4. Can Prevent Possible Middleman Fees
The presence of blockchain will not only directly help in eliminating middleman fees in the blink of an eye. Middleman or commonly referred to as brokers often add transaction fees as a form of wages for their services in replacing the role of something. Well, this is the advantage of blockchain where all actions or activities from recording history and traces will become more organized, structured, and directed. It also becomes more enduring and durable.
The use of blockchain technology can be utilized in all fields, especially in the financial sector. This is because blockchain is always likened to a digital cash book which only has the advantage that it can be accessed and visited by anyone, anywhere, and anytime in a very easy way without having to ask for approval from financial institutions such as banks.
The existence of a blockchain can make it easier and provide a sense of security because of the transparency principle that we have explained. Where this principle has a use to minimize the occurrence of embezzlement of funds by certain elements.
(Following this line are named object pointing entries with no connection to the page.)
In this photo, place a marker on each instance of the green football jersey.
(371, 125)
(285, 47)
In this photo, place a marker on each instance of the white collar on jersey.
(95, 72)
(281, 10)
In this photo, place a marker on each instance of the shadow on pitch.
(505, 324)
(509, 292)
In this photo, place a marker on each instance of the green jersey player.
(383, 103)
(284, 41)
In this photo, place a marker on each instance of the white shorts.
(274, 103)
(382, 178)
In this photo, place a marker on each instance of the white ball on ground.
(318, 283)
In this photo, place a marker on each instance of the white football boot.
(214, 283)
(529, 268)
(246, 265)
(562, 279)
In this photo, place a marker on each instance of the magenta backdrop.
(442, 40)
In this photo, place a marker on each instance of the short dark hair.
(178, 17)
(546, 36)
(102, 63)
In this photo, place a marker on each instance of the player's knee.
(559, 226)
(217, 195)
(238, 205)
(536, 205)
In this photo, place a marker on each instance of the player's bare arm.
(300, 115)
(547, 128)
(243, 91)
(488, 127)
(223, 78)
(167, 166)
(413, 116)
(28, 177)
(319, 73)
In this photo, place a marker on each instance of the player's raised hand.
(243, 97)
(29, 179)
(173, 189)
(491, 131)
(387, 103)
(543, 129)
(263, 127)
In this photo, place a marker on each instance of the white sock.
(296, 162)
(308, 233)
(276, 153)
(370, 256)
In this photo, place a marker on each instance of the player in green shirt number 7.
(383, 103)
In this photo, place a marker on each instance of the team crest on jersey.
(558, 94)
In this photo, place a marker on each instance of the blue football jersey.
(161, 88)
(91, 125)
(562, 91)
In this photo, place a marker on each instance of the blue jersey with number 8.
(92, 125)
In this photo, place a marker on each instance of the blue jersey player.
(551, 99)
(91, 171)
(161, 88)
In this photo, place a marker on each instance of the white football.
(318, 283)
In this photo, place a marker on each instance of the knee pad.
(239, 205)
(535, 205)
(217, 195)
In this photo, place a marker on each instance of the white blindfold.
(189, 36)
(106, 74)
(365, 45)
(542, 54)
Blockchain can also be used in the financial sector with evidence in 2018, McKinsey once made a special blockchain opportunity table that can provide an overview of the opportunities of blockchain for various other fields, such as media, property, telecommunications, medical, agriculture, and many more.
Difference between Blockchain and Cryptocurrency
The difference between the two things above is that cryptocurrency is a system that has a dispersed nature. What does it mean? The meaning of these properties is that these cryptocurrencies cannot be controlled by other people or companies.
So that’s the meaning of blockchain that we can present to Timesofummah.com.Please note that this blockchain is very broad and has many uses for various fields, especially in the financial sector.